When Melody asked on social media if anyone else was sick, her phone nearly blew up. It seems like everyone else is sick. Pardon me, I had to step away to get a hit of Afrin. I don't care, I snort Afrin like Dennis Hopper in "Blue Velvet." And I insist on the menthol kind, not that lame beginners' stuff for people with their sinuses still intact. But back to the Memphis city-wide plague- our metropolitan nightmare is pollen. There, I said the p-word. Especially tree pollen from oak, birch, and willow trees. You know that song "Willow Weep For Me?" The lyrics say, "Bend your branches down along the ground and cover me." That pretty much sums up what's going on around here. Memphis is a city of trees, particularly oaks, which are the main culprit. Those furry green strings on your patio furniture are called oak catkins, in case you were curious. The foliage may be lovely in May, but according to the Asthma and Allergy Foundation's annual list of the ten worst U.S. cities for allergy sufferers, Memphis ranks number eight. We're number eight! We rank just lower than Knoxville and Louisville, but higher than Baton Rouge. You'd think all that Spanish Moss would have kicked them up a notch, but I've heard Cajuns are made of alligator hide. Memphis is the perfect incubator for pollen- lots of trees, warm temperature, gusting winds. We should all start wearing those surgical masks like the Japanese and Michael Jackson.
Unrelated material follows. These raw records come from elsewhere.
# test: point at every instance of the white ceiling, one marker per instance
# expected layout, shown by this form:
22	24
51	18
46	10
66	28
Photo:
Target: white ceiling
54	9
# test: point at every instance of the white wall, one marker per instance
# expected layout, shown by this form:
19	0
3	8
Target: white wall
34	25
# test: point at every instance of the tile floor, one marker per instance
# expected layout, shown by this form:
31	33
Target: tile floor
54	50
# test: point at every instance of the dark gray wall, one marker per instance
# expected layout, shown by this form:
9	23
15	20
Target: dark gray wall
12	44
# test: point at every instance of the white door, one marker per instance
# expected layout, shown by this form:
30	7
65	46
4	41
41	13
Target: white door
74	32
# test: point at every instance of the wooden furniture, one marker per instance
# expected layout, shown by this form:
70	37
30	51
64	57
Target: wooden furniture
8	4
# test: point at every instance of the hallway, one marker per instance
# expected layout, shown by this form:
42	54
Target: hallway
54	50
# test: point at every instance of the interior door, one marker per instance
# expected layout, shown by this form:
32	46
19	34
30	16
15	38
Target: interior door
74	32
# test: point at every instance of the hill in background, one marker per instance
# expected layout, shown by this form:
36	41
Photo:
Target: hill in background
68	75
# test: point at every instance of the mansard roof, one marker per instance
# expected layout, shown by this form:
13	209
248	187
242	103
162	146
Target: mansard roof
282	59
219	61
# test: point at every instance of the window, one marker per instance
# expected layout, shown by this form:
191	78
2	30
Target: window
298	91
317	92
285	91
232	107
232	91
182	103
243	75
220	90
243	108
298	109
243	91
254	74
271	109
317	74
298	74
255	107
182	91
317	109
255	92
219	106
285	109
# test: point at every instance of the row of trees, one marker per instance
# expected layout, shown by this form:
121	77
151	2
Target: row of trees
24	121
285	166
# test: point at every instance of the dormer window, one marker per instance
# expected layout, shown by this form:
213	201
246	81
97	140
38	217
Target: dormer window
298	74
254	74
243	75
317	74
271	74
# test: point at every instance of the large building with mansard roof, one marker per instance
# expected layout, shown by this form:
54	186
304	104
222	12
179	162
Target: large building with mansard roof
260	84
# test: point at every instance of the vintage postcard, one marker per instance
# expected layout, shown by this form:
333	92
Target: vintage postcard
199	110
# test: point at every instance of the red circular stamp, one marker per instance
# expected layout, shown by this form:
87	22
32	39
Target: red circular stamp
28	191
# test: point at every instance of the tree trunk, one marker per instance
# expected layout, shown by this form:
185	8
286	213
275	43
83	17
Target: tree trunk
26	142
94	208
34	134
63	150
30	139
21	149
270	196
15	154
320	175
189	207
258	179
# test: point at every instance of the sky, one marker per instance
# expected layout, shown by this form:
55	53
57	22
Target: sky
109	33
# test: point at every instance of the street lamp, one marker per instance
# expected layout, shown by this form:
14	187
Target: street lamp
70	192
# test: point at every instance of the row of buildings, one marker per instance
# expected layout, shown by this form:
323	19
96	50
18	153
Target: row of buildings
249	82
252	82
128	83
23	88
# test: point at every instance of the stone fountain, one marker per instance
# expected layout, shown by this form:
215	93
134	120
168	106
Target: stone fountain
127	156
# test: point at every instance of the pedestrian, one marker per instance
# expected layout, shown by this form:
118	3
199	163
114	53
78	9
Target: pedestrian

Since we've just been sitting around wheezing, I've had the chance to watch a lot of television- a whole lot- and I noticed that just at this time, the airwaves are filled with so many commercials for Claritin or Zyrtec, or any of the hundred more remedies on your pharmacist's shelf, there's hardly any room left for programming. The drug companies tell you in their ads that their concoctions will relieve the symptoms, so you know they're bound to be right. Pardon me, I need a tissue. We've been going with Claritin, but the directions say to just take one pill a day. I eat a fistful of pills every day anyway. What's some microscopic tablet going to do for me? The only thing to do is tough it out for the next two months, stay indoors and watch TV, applying periodic doses of Visine. Watch that Scientology expose on HBO. That will take your mind off of your nasal cavities. Melody also has me hooked on a show called, "Chrisley Knows Best," about a Georgia family where everyone is a laugh riot. I find that watching too many news programs provokes wracking fits of violent coughing, so I've taken to a steady diet of Netflix revenge fantasy movies where the protagonist hunts down and kills the people who wronged him in some grotesque way. The earthquake was interesting. Not the one along the New Madrid Fault, but the Memphis quake when Kentucky lost to Wisconsin. I haven't seen so much schadenfreude since the Watergate hearings

The bad news is that it's going to get worse. According to the experts over at Pollen.com, the forecast for Memphis indicates pollen levels in "the extremely high range." This means if your one of the fifty million people suffering from seasonal allergies, it will be "difficult outdoors." So bust out the Benadryl and suffer along with the rest of us. There's lots of rain in the forecast. Some people believe that when rain pours down on the tree pollen, it somehow lessens the effects. It doesn't. It's allergy season and rain can't stop it, so get used to breathing through your mouth. Buy tissues in gross since you'll need them and try not to shout at the TV every time Ted Cruz appears on the news. Come back outside at the end of April and enjoy the trees in bloom, shed of their fuzzy creatures. It's been said that from tiny acorns mighty oaks grow. I think we've got about all the oak trees we can take. Maybe Ronald Reagan was right when he said that trees cause pollution. Those killer oak catkins are messing up the paint job on my car. You'll have to excuse me now. It's time for another Afrin hit.